Inner  Frontier
Fourth Way Spiritual Practice

 

Inner Work


For the week of April 3, 2006


Finding Time

In today’s world, because we experience so many competing demands on our time and new opportunities for spending it, we must continually triage our possible engagements. Since our spiritual work does not obviously and unequivocally contribute to our material well-being, we tend to let it slide, allowing other musts and wants to take precedence over our time for meditation and prayer. Even if we were to live a hundred years, our life would be all-too-brief compared to our possibilities. How can we manage this precious, limited resource of time to give our inner work its due?

First and foremost we examine our priorities.
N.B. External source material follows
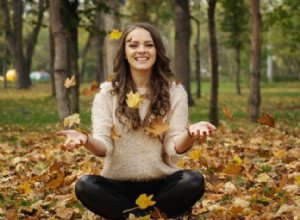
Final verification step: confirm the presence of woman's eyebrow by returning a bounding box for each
[126,40,154,43]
Do I spend my time in ways that matter? Does my lifestyle support and express my inner work? Do I allow the spiritual attraction of the sacred to shape my commitments and drives?
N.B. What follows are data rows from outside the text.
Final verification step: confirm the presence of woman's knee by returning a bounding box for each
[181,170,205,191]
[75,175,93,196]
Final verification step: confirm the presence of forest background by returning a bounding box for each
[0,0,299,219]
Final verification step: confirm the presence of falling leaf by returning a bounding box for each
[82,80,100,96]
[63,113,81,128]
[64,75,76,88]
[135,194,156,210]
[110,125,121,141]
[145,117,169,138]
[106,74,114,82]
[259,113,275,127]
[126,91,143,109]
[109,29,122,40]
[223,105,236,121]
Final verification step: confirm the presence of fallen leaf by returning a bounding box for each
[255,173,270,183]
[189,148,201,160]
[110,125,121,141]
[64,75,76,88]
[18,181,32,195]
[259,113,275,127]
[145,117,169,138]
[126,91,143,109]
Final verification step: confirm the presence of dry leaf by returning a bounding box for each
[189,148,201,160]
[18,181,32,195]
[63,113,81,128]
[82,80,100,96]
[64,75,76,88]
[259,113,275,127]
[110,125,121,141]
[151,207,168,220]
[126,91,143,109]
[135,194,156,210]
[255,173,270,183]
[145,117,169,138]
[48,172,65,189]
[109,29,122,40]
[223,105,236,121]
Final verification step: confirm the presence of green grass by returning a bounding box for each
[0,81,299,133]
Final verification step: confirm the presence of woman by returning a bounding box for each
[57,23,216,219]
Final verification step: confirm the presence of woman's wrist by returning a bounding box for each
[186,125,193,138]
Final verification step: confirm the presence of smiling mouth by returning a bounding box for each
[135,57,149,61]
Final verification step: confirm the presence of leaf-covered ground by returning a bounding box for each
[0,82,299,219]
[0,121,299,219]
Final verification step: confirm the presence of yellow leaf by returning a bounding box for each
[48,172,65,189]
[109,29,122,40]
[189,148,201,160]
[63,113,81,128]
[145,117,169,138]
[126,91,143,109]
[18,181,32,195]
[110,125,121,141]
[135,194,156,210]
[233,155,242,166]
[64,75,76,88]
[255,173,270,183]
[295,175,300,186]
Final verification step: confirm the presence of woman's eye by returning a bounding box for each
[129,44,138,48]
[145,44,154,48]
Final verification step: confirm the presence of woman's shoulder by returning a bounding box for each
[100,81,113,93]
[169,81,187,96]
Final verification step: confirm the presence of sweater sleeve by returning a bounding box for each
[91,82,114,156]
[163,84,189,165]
We might seek to understand how much time we really need for meditation and prayer. How much is useful at our current stage of inner evolution? Toward that, we can experiment with longer and shorter periods of formal practice and see how they affect our level of presence during the day.

Once we have a clearer picture of what would be useful, we can look to adjust our life accordingly. Perhaps we need to go to sleep earlier so as to have more time for morning meditation and prayer. Maybe we take a half hour out of our evening to practice, or extra time on the weekends, or a brief meditation in the midst of our busy day.

But a whole other realm of time also awaits us. By distinguishing between inner and outer time, we can more than double our time. The quality of our presence determines the quality of our time. To the extent we live in presence, we add a vivid inner experience to our outer experience, vastly enhancing the value and perceived length of any interval of time. With presence we live in two parallel times: one belonging to our body and the outer world, and another belonging to our inner life.

Some of our outer activities require our full inner resources, while many others do not. But as our attention grows wide and deep, and as our practice fills our reservoir of energies, more of life falls into the latter category, leaving us free to discover an inner space-time that parallels the outer. We then live two lives: an inner life and an outer, each enriching the other. Further along the way, these two merge back together in the fullness of a unified spirit.

Within that spirit, our practice touches what is beyond time altogether. A brief moment lived in depth can hold as much life as an entire day lived on the surface. As we enter deeply into the present moment, time disappears as our “now” becomes timeless, eternal. The events of life pass through our contextual consciousness, which fashions them into a seamless whole. By way of that timeless dimension, the sacred enters, offering substance and meaning to all our moments.

For this week, see if you need more outer time for your inner work. If so, look at how to find it. See, also, how the work of presence creates more life and more time.